Is this a Bug in React, Chromium, or the HTML Spec?

Published on August 23, 2019 • 3 min read

I came across what I thought to be an interesting bug in React, only to realize it was really a bug in Chromium, only to realize it was really a bug in the HTML spec itself. When you have an HTML <input> with a type="number" and you're using React to set the input's value, the wrong value gets passed to onChange() if it contains e. Click the Result tab below and type in the number 2e2 - be sure to pay close attention to the value label as you're typing it in. (note that 2e2 = 2*10^2 = 200)

Did you catch it? state.value was set to an empty string right when the input was 2e. Why did React's event handler fire with an empty string? Surely that must be a bug in React, right? The input's value changed, and the wrong input value was passed to the onChange function.

Surprisingly, this behavior is expected. React does indeed call the event handler with an empty string, however it's calling onChange with Chromium's value of the input. At the moment the input contains the string 2e, Chromium's value attribute is "". React is simply accessing the <input>'s value attribute via Chromium, so React's behavior is normal. The real question is why does Chromium consider 2e to be an empty string?

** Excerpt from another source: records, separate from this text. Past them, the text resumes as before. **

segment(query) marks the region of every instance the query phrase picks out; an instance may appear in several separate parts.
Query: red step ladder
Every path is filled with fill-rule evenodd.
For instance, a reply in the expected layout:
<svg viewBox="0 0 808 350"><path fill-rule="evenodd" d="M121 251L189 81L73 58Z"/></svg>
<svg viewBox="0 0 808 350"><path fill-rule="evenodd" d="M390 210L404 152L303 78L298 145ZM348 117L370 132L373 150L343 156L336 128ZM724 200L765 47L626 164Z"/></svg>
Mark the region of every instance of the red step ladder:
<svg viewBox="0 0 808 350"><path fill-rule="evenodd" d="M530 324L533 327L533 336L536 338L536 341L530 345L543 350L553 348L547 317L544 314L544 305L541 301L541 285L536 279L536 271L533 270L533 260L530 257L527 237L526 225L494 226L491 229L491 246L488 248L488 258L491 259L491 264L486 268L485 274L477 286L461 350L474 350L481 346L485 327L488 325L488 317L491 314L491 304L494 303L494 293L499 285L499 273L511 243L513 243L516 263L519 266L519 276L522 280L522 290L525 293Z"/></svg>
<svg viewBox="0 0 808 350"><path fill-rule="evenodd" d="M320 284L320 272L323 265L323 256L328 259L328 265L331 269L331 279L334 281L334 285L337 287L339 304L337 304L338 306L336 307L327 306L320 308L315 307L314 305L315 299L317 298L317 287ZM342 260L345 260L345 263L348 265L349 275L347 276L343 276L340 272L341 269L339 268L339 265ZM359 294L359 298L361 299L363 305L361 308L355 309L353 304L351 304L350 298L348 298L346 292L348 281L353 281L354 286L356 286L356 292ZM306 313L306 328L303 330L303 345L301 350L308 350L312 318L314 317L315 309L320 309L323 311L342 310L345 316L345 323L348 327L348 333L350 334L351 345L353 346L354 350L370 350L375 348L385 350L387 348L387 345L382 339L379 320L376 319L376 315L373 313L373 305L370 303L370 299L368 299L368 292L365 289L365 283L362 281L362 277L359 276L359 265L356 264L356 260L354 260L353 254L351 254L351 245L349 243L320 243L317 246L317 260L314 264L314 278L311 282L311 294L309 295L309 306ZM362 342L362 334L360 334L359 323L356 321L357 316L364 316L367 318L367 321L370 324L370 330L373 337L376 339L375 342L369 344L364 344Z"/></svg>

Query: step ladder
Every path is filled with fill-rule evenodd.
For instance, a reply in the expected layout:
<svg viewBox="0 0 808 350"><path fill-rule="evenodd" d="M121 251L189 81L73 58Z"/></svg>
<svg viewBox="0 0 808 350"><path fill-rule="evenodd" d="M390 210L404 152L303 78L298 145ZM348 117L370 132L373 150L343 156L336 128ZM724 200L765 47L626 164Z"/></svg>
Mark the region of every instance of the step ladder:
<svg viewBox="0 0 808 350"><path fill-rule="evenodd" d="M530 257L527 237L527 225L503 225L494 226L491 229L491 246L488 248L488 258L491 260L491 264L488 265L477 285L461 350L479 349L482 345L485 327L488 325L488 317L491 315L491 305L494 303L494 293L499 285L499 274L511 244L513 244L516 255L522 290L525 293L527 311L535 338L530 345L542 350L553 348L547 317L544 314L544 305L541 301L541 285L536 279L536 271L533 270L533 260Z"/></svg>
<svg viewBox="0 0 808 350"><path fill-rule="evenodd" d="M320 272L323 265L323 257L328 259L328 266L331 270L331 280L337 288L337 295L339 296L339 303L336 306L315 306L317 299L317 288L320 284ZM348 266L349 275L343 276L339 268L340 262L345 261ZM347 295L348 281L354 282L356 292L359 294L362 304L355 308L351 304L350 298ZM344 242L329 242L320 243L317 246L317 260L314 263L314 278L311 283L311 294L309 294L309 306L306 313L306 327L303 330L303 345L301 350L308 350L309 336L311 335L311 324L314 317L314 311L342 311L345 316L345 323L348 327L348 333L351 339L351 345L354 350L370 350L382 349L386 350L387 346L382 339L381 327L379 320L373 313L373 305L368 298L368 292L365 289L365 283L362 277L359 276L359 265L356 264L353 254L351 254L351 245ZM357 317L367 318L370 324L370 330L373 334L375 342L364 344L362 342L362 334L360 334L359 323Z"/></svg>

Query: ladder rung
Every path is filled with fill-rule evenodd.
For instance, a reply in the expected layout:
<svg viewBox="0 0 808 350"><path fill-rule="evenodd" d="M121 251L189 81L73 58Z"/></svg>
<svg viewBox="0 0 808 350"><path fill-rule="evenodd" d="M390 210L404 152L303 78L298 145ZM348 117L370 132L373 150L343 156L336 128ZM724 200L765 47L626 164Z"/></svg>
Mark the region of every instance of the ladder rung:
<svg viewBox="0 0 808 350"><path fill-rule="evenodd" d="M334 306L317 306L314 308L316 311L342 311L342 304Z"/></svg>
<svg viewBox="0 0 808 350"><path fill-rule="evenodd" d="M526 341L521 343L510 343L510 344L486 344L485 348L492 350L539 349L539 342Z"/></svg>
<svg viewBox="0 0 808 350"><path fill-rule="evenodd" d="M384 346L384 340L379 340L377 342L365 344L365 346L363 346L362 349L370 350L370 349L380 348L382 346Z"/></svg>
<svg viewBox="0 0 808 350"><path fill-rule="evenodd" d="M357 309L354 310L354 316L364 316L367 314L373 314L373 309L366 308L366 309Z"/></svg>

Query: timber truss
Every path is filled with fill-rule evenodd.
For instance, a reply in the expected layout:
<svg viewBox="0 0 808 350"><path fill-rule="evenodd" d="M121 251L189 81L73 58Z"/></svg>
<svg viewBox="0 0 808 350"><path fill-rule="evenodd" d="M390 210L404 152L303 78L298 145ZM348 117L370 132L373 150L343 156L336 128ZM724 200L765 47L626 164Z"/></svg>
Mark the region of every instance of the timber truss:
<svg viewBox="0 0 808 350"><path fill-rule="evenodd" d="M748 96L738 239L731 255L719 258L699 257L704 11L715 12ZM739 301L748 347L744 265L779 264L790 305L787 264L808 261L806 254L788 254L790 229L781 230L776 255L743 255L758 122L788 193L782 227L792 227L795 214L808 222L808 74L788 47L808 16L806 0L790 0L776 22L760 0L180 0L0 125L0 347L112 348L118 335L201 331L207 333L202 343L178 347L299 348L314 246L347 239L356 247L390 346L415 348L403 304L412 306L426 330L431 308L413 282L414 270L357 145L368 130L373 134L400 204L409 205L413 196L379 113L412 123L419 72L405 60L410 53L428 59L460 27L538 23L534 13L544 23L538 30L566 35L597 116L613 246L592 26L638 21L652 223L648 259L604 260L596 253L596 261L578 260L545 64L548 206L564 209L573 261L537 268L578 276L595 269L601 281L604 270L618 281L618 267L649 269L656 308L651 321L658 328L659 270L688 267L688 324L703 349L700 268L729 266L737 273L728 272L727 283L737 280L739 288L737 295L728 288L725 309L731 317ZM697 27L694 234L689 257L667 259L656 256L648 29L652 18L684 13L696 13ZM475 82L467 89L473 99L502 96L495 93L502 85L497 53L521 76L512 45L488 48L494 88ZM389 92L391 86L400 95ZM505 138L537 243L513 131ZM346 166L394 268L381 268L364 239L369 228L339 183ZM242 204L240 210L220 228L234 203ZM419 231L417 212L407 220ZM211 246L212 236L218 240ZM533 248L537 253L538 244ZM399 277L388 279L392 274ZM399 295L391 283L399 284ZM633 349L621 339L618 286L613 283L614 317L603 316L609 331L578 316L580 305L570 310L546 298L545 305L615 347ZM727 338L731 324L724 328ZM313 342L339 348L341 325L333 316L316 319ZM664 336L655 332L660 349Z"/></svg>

There's an interesting Chromium bug report that explains the behavior. The HTML spec says that the value of an <input type="number"> must evaluate to either an empty string, or a valid floating point number.

Here's the HTML spec definition for <input type="number">:

"The value attribute, if specified and not empty, must have a value that is a valid floating-point number.

The value sanitization algorithm is as follows: If the value of the element is not a valid floating-point number, then set it to the empty string instead."

Well, that makes sense. Chrome is simply implementing the HTML spec for a number input by setting its value attribute to an empty string when the value is an invalid floating-point number, as is the case with 2e. React is also in the clear because they're just using the Chromium API to access the input's value when calling an event handler. So, does this mean the problem is with the HTML spec itself? Here's a post from the Chromium bug report:

"The standard defines this behavior.  Please raise an issue to the standard body if you are not satisfied with this behavior."

Chrome's job is to implement the HTML spec, and React simply gets the input's value via the Chrome API. While I don't think this is necessarily a bug in the HTML spec per se, I think there should be more predictable behavior for number inputs. It looks like we finally have a reason to be excited for HTML6!

Back to the original problem: how can we define an <input type="number"> in React without having to worry about users typing in that pesky letter e and setting inaccurate state? Ignoring the letter e in the event handler won't work because there's no way to differentiate between an invalid floating-point number and an empty string.

Here's my solution.

By setting <input type="text">, we're allowed to enter any characters and React will always pass an accurate value to the event handler. However, mobile browsers often show a numerical keyboard when there's a number input, and using a text input will bring the default keyboard up. To force-show the numerical keyboard, we can set the input's inputmode="numeric". The inputmode attribute defines what type of data might be entered by the user. In the event handler, we use a simply regex check to only allow the input's value to contain digits. This removes e as well as + and - from ever appearing in our better number input field. This fix should be good enough in 99% of numerical input use cases, and can easily be extended to support exponents, decimal, and negative values by changing the regex.